With the numerous methods available, one might think the structure superimposition problem has been solved, but upon close examination, there are many unresolved questions. The structural alignment problem has proven to be NP-hard (Lathrop 1994; Godzik 1996). Despite the significant progress, current methods produce different results. A one-target function cannot be defined to evaluate an alignment; therefore, two criteria for the similarity between three-dimensional structures have been developed, namely root mean square deviation (RMSD) and number of equivalent (aligned) positions (Ne). The “right” alignment is some-where on the two-dimensional space representing relations between those two values, RMSD and Ne. All the methods of comparative structure analysis are facing this problem and are developing different “heuristics” to find a proper balance between lower RMSD and a larger number of aligned positions (Shindyalov and Bourne 1998). This leads to different alignments for the same proteins; consequently, the methods do not produce the same results. For example, the overlap between the alignments from the popular methods FSSP/DALI and CE is just 40% (Shindyalov and Bourne 2000); therefore, there are still many unknowns in the structural alignment problem. Taking into account the above, we thought it would be useful to approach this problem from a different point of view.

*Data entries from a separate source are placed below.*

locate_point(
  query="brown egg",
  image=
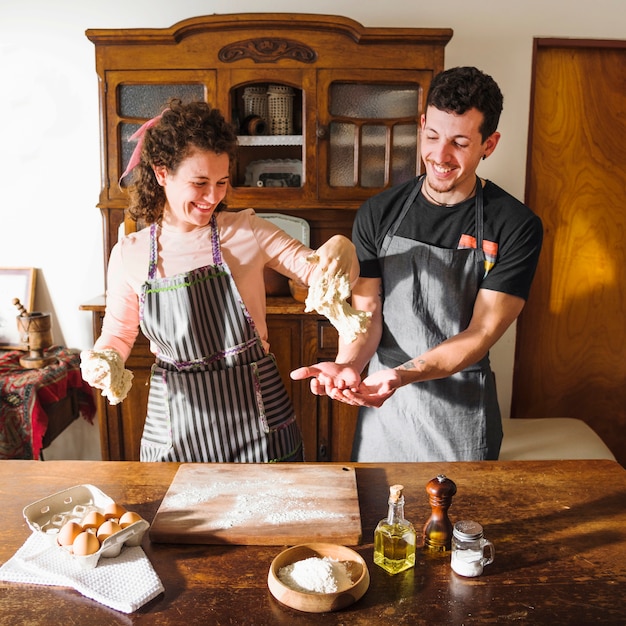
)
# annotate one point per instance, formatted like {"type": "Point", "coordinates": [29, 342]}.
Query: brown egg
{"type": "Point", "coordinates": [85, 543]}
{"type": "Point", "coordinates": [130, 517]}
{"type": "Point", "coordinates": [107, 529]}
{"type": "Point", "coordinates": [68, 533]}
{"type": "Point", "coordinates": [113, 511]}
{"type": "Point", "coordinates": [93, 519]}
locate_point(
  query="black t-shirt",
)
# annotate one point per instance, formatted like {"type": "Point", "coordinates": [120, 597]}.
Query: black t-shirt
{"type": "Point", "coordinates": [512, 233]}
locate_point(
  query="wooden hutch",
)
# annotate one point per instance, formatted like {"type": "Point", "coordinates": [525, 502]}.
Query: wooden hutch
{"type": "Point", "coordinates": [355, 97]}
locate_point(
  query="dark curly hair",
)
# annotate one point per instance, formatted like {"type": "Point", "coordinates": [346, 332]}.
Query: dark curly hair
{"type": "Point", "coordinates": [181, 129]}
{"type": "Point", "coordinates": [460, 89]}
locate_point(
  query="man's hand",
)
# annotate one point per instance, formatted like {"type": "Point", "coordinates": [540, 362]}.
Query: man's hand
{"type": "Point", "coordinates": [328, 378]}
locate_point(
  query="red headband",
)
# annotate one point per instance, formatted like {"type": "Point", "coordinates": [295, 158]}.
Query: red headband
{"type": "Point", "coordinates": [135, 157]}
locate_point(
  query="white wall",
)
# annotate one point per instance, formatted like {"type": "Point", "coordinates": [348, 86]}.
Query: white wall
{"type": "Point", "coordinates": [49, 161]}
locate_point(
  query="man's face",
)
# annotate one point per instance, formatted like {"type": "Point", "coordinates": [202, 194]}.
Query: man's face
{"type": "Point", "coordinates": [451, 148]}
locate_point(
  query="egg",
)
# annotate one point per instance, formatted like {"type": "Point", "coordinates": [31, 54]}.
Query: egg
{"type": "Point", "coordinates": [68, 533]}
{"type": "Point", "coordinates": [93, 519]}
{"type": "Point", "coordinates": [113, 511]}
{"type": "Point", "coordinates": [85, 543]}
{"type": "Point", "coordinates": [130, 517]}
{"type": "Point", "coordinates": [107, 529]}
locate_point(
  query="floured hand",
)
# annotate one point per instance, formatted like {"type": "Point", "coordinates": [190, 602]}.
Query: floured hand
{"type": "Point", "coordinates": [104, 370]}
{"type": "Point", "coordinates": [328, 295]}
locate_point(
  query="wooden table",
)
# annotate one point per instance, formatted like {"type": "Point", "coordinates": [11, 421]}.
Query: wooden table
{"type": "Point", "coordinates": [559, 528]}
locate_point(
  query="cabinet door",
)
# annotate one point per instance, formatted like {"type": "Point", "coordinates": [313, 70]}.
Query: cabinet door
{"type": "Point", "coordinates": [368, 128]}
{"type": "Point", "coordinates": [131, 98]}
{"type": "Point", "coordinates": [274, 112]}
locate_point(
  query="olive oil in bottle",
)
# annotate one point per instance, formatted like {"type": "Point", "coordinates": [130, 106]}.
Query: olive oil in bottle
{"type": "Point", "coordinates": [394, 537]}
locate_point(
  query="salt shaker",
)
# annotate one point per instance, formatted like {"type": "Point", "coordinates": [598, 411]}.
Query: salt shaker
{"type": "Point", "coordinates": [438, 528]}
{"type": "Point", "coordinates": [468, 549]}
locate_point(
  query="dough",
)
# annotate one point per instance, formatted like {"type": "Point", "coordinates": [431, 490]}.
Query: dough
{"type": "Point", "coordinates": [328, 296]}
{"type": "Point", "coordinates": [105, 370]}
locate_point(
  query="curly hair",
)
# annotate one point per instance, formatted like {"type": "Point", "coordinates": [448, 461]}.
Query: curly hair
{"type": "Point", "coordinates": [460, 89]}
{"type": "Point", "coordinates": [181, 129]}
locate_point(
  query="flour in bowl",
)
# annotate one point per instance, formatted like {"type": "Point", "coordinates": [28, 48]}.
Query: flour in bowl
{"type": "Point", "coordinates": [317, 575]}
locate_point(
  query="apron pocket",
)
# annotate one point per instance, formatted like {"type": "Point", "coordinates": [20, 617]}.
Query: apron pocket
{"type": "Point", "coordinates": [276, 410]}
{"type": "Point", "coordinates": [157, 430]}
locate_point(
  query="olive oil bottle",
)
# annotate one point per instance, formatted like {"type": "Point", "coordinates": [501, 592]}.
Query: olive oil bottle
{"type": "Point", "coordinates": [394, 537]}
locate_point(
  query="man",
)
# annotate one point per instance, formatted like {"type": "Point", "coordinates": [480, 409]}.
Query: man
{"type": "Point", "coordinates": [447, 261]}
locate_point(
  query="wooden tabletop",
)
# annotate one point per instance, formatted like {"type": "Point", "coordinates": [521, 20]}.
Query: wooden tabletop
{"type": "Point", "coordinates": [559, 529]}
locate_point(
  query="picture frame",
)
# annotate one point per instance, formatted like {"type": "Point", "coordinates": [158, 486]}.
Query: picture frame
{"type": "Point", "coordinates": [15, 282]}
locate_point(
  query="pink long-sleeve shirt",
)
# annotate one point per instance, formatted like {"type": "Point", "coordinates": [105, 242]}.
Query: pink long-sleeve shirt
{"type": "Point", "coordinates": [248, 243]}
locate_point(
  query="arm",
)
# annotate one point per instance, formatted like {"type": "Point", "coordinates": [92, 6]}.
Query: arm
{"type": "Point", "coordinates": [494, 312]}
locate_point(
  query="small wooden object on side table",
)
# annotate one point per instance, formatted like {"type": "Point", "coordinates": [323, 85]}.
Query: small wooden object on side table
{"type": "Point", "coordinates": [37, 327]}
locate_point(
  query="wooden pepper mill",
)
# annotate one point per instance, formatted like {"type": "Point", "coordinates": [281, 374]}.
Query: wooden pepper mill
{"type": "Point", "coordinates": [438, 528]}
{"type": "Point", "coordinates": [37, 327]}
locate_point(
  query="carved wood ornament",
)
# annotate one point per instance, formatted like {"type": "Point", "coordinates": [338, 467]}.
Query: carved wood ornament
{"type": "Point", "coordinates": [267, 51]}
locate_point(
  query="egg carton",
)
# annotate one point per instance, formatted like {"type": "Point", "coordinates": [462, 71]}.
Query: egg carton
{"type": "Point", "coordinates": [48, 515]}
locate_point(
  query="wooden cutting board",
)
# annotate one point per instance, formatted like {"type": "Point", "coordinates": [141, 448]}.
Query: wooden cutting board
{"type": "Point", "coordinates": [259, 504]}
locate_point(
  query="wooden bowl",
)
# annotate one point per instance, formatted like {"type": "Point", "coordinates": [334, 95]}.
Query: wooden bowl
{"type": "Point", "coordinates": [299, 291]}
{"type": "Point", "coordinates": [313, 602]}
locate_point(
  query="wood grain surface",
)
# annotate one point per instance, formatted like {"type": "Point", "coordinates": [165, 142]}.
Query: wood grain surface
{"type": "Point", "coordinates": [259, 504]}
{"type": "Point", "coordinates": [570, 356]}
{"type": "Point", "coordinates": [559, 529]}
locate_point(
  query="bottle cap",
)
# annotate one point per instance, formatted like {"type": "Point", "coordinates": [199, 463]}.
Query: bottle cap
{"type": "Point", "coordinates": [441, 487]}
{"type": "Point", "coordinates": [466, 530]}
{"type": "Point", "coordinates": [395, 492]}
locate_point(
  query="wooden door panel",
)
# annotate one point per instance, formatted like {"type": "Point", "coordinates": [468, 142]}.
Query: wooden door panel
{"type": "Point", "coordinates": [571, 337]}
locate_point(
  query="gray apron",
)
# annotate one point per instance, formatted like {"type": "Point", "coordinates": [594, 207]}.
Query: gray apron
{"type": "Point", "coordinates": [429, 294]}
{"type": "Point", "coordinates": [215, 395]}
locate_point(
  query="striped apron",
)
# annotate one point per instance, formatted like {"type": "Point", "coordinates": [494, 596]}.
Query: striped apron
{"type": "Point", "coordinates": [429, 295]}
{"type": "Point", "coordinates": [215, 395]}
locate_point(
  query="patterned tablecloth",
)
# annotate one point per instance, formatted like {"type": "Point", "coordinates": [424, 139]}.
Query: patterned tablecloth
{"type": "Point", "coordinates": [24, 394]}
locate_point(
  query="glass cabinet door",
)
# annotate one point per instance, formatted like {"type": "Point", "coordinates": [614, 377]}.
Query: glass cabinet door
{"type": "Point", "coordinates": [132, 98]}
{"type": "Point", "coordinates": [368, 130]}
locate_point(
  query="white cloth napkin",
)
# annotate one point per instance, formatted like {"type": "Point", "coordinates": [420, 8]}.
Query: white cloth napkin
{"type": "Point", "coordinates": [124, 583]}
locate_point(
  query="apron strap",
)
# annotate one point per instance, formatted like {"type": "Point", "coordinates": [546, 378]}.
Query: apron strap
{"type": "Point", "coordinates": [405, 209]}
{"type": "Point", "coordinates": [479, 218]}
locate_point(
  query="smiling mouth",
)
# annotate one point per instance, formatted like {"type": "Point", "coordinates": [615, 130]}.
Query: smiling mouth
{"type": "Point", "coordinates": [441, 169]}
{"type": "Point", "coordinates": [203, 207]}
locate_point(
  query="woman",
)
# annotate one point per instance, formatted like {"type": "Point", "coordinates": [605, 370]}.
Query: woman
{"type": "Point", "coordinates": [193, 281]}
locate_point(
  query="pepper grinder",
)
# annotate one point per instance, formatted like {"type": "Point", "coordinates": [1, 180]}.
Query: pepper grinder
{"type": "Point", "coordinates": [438, 528]}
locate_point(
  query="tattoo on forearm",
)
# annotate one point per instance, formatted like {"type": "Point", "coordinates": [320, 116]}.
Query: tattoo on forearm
{"type": "Point", "coordinates": [410, 365]}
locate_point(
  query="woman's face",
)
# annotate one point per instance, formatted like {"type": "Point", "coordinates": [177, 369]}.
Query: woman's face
{"type": "Point", "coordinates": [194, 190]}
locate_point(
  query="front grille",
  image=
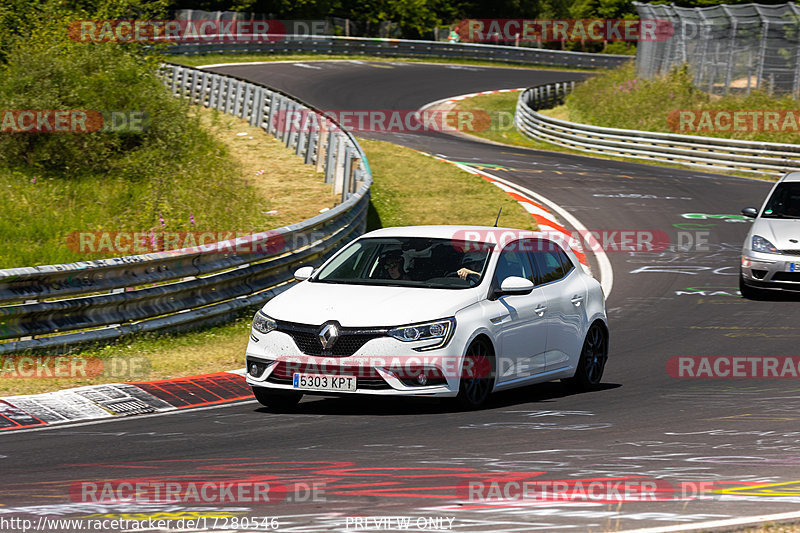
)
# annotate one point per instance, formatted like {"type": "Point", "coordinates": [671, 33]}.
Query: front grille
{"type": "Point", "coordinates": [786, 276]}
{"type": "Point", "coordinates": [366, 378]}
{"type": "Point", "coordinates": [306, 338]}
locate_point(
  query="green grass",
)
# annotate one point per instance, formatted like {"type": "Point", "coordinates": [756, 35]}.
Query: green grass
{"type": "Point", "coordinates": [618, 99]}
{"type": "Point", "coordinates": [505, 104]}
{"type": "Point", "coordinates": [213, 59]}
{"type": "Point", "coordinates": [215, 184]}
{"type": "Point", "coordinates": [409, 188]}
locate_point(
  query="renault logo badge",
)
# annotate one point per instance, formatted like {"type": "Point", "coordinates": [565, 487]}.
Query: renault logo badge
{"type": "Point", "coordinates": [328, 335]}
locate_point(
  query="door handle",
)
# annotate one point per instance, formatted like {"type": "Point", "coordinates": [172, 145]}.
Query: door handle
{"type": "Point", "coordinates": [499, 319]}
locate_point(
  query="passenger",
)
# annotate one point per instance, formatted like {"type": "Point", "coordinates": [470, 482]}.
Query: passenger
{"type": "Point", "coordinates": [473, 264]}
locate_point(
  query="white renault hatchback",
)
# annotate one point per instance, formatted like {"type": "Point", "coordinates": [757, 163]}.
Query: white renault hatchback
{"type": "Point", "coordinates": [439, 311]}
{"type": "Point", "coordinates": [771, 251]}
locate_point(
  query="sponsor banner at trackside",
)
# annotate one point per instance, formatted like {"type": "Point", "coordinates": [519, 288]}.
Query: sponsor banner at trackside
{"type": "Point", "coordinates": [740, 120]}
{"type": "Point", "coordinates": [733, 367]}
{"type": "Point", "coordinates": [72, 121]}
{"type": "Point", "coordinates": [253, 489]}
{"type": "Point", "coordinates": [126, 242]}
{"type": "Point", "coordinates": [551, 30]}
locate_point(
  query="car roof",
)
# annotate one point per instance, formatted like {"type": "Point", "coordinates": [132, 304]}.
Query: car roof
{"type": "Point", "coordinates": [451, 232]}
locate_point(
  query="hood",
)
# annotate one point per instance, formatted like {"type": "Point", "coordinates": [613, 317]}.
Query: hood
{"type": "Point", "coordinates": [779, 231]}
{"type": "Point", "coordinates": [367, 306]}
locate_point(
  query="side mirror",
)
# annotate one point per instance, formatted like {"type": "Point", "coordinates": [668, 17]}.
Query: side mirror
{"type": "Point", "coordinates": [515, 285]}
{"type": "Point", "coordinates": [303, 273]}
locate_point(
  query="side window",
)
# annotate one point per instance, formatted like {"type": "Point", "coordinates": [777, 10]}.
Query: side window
{"type": "Point", "coordinates": [551, 262]}
{"type": "Point", "coordinates": [566, 263]}
{"type": "Point", "coordinates": [513, 261]}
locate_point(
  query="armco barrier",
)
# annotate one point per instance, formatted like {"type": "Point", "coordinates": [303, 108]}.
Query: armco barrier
{"type": "Point", "coordinates": [326, 44]}
{"type": "Point", "coordinates": [102, 300]}
{"type": "Point", "coordinates": [710, 153]}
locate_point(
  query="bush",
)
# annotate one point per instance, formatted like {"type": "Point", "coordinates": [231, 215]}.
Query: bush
{"type": "Point", "coordinates": [95, 77]}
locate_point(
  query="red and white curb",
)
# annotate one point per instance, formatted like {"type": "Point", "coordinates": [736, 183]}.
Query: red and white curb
{"type": "Point", "coordinates": [113, 400]}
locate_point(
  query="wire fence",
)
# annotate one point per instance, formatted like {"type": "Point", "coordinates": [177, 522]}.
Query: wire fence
{"type": "Point", "coordinates": [729, 48]}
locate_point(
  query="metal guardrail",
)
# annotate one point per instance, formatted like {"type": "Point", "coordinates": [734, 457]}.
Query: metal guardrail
{"type": "Point", "coordinates": [326, 44]}
{"type": "Point", "coordinates": [102, 300]}
{"type": "Point", "coordinates": [712, 153]}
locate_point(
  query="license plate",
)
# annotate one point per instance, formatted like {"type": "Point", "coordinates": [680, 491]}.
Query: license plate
{"type": "Point", "coordinates": [323, 382]}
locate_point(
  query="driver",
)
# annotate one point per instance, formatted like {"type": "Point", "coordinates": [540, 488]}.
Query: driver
{"type": "Point", "coordinates": [394, 264]}
{"type": "Point", "coordinates": [472, 265]}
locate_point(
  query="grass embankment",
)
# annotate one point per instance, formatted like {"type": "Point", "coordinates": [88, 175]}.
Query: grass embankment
{"type": "Point", "coordinates": [232, 178]}
{"type": "Point", "coordinates": [409, 188]}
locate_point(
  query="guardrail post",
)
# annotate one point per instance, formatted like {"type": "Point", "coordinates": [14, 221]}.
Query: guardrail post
{"type": "Point", "coordinates": [290, 124]}
{"type": "Point", "coordinates": [339, 176]}
{"type": "Point", "coordinates": [213, 97]}
{"type": "Point", "coordinates": [257, 113]}
{"type": "Point", "coordinates": [176, 73]}
{"type": "Point", "coordinates": [330, 159]}
{"type": "Point", "coordinates": [322, 144]}
{"type": "Point", "coordinates": [247, 102]}
{"type": "Point", "coordinates": [302, 135]}
{"type": "Point", "coordinates": [274, 106]}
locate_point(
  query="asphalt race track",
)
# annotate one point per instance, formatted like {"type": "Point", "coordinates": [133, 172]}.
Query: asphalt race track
{"type": "Point", "coordinates": [715, 448]}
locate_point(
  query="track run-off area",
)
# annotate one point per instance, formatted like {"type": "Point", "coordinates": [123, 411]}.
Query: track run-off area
{"type": "Point", "coordinates": [658, 449]}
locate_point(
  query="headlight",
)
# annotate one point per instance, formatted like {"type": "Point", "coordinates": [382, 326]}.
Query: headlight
{"type": "Point", "coordinates": [262, 323]}
{"type": "Point", "coordinates": [760, 244]}
{"type": "Point", "coordinates": [425, 331]}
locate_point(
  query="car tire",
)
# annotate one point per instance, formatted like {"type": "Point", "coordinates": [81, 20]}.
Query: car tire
{"type": "Point", "coordinates": [592, 362]}
{"type": "Point", "coordinates": [278, 400]}
{"type": "Point", "coordinates": [477, 376]}
{"type": "Point", "coordinates": [748, 292]}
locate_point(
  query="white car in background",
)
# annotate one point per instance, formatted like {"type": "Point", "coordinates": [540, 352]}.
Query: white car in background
{"type": "Point", "coordinates": [771, 251]}
{"type": "Point", "coordinates": [437, 311]}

We present here an application of a different mathematical model to produce structural alignments. Similarity between protein structures has been analyzed using three-dimensional Delaunay triangulation patterns (Delaunay 1934) derived from the backbone representation of protein structure. The Delaunay triangulation (DT) has been known for a long time in mathematics, computer science, protein studies, and many other scientific fields. DT is topologically linked to Voronoi tessellation, originally developed by Voronoi (1908) and first applied to proteins by Richards (1974). Since then, both tessellations have been used successfully in the calculation of standard volumes of protein residues, characterizing protein–protein interactions, understanding protein motions, analyzing cavities in protein structure (Chothia 1975; Finney 1975 Finney 1977; Gerstein et al. 1994; Harpaz et al. 1994), and in the analysis of volume of atoms on the protein surface (Gerstein et al. 1995). Delaunay simplexes were also used to develop four-body potential for statistical analysis of protein structures (Singh et al. 1996) and for studies on protein-specific correlations to protein stability changes by hydrophobic core mutations (Carter et al. 2001).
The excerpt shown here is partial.